Historical Note: Fisher, Agriculture, and the Birth of ANOVA
Ronald A. Fisher (1890-1962) developed ANOVA in the 1920s while working at the Rothamsted Experimental Station in Hertfordshire, England — a research institution dedicated to improving agricultural productivity. Fisher's problem was exactly the one motivating this chapter: he needed to compare crop yields across multiple varieties of wheat, planted in fields with varying soil quality.

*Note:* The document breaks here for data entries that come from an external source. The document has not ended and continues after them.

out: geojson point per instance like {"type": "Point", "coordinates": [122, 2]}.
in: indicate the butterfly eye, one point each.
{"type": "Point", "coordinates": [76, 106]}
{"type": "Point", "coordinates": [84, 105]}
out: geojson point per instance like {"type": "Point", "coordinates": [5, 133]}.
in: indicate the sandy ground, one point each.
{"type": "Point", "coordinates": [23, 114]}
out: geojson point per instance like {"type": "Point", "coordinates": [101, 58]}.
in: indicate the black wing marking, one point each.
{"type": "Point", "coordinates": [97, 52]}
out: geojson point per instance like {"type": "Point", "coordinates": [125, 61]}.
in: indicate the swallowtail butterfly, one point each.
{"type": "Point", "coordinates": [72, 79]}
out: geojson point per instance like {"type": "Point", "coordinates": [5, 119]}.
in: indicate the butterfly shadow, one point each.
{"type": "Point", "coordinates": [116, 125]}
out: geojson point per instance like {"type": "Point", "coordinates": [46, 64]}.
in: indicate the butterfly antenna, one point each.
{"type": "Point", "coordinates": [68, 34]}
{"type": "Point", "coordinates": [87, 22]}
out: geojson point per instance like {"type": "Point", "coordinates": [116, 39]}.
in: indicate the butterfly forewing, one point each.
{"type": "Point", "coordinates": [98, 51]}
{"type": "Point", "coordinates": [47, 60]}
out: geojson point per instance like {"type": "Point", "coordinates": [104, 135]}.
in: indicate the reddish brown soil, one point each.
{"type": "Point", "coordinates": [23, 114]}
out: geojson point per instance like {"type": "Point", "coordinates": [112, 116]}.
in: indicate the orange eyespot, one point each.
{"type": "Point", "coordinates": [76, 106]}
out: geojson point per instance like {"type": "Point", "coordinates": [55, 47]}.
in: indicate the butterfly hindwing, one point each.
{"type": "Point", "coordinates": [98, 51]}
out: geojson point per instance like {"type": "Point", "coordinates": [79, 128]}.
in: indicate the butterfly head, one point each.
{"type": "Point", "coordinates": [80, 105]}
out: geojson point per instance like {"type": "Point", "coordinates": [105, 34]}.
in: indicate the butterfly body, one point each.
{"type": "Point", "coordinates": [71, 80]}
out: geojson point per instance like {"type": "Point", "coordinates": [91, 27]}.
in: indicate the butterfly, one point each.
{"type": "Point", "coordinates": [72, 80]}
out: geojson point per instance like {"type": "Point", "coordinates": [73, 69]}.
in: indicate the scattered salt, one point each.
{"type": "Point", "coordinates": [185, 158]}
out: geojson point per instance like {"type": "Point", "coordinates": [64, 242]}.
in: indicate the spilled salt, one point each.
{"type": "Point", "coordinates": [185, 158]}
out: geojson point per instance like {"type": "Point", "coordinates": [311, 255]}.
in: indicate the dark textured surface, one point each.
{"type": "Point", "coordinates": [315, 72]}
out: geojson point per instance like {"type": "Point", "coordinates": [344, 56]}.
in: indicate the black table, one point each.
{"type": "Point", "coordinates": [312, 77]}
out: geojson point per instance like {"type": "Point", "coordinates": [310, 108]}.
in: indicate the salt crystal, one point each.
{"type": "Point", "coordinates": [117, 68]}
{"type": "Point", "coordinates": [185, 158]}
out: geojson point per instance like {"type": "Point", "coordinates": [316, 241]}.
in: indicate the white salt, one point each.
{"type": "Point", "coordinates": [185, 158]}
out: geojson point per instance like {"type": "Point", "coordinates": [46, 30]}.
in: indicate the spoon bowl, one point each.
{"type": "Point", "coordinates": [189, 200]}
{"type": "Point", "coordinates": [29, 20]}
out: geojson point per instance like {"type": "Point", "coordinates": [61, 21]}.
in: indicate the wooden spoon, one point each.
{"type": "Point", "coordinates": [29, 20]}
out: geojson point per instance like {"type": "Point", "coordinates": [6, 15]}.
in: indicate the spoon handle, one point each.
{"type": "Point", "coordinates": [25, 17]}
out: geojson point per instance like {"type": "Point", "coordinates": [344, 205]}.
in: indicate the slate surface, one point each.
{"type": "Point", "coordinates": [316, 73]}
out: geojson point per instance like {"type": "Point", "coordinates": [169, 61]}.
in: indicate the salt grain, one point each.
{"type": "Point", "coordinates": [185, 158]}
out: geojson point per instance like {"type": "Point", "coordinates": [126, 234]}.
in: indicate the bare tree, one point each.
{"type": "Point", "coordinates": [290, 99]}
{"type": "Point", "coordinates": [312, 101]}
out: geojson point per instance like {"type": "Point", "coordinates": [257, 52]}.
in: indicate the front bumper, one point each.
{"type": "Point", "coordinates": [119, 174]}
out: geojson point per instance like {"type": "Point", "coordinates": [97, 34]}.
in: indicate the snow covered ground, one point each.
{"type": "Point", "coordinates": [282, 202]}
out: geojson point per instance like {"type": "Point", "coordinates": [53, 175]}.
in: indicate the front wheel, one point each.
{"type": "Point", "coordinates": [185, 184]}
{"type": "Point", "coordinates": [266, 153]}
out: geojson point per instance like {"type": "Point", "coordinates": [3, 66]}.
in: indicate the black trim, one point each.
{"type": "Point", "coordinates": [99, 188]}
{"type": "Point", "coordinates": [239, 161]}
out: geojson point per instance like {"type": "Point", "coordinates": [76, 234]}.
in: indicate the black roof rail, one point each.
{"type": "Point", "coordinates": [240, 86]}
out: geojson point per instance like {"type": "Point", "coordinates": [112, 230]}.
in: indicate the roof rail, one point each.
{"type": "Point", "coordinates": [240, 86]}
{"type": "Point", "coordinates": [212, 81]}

His insight was that the total variation in crop yields could be decomposed into variation between wheat varieties (the signal he cared about) and variation within varieties due to soil differences, weather, and other uncontrolled factors (the noise). This decomposition allowed him to determine whether observed yield differences were real or could be explained by natural variability.
Fisher's agricultural origins explain some ANOVA terminology that persists to this day. The "treatments" in an experiment, the "blocks" in a randomized block design, and the "plots" in a split-plot design all come from farming. The "F-distribution" is named in Fisher's honor — though Fisher himself called it the "variance ratio" distribution.
Fisher went on to develop the broader theory of experimental design, including randomization, blocking, and factorial experiments. His 1925 book Statistical Methods for Research Workers and his 1935 book The Design of Experiments laid the foundation for how experiments are designed and analyzed across virtually every scientific field.
The irony is that Fisher's most powerful statistical tools — designed to detect real effects amid noise — are also the tools most susceptible to abuse when researchers engage in the kind of multiple testing and p-hacking discussed in Chapter 17. Fisher himself was untroubled by the $p = 0.05$ threshold that later became a rigid orthodoxy; he saw p-values as one piece of evidence among many, not as a yes/no verdict.
Understanding this history enriches your appreciation of ANOVA as more than just a formula — it's a framework for thinking about evidence, variation, and the careful design of studies that can distinguish signal from noise.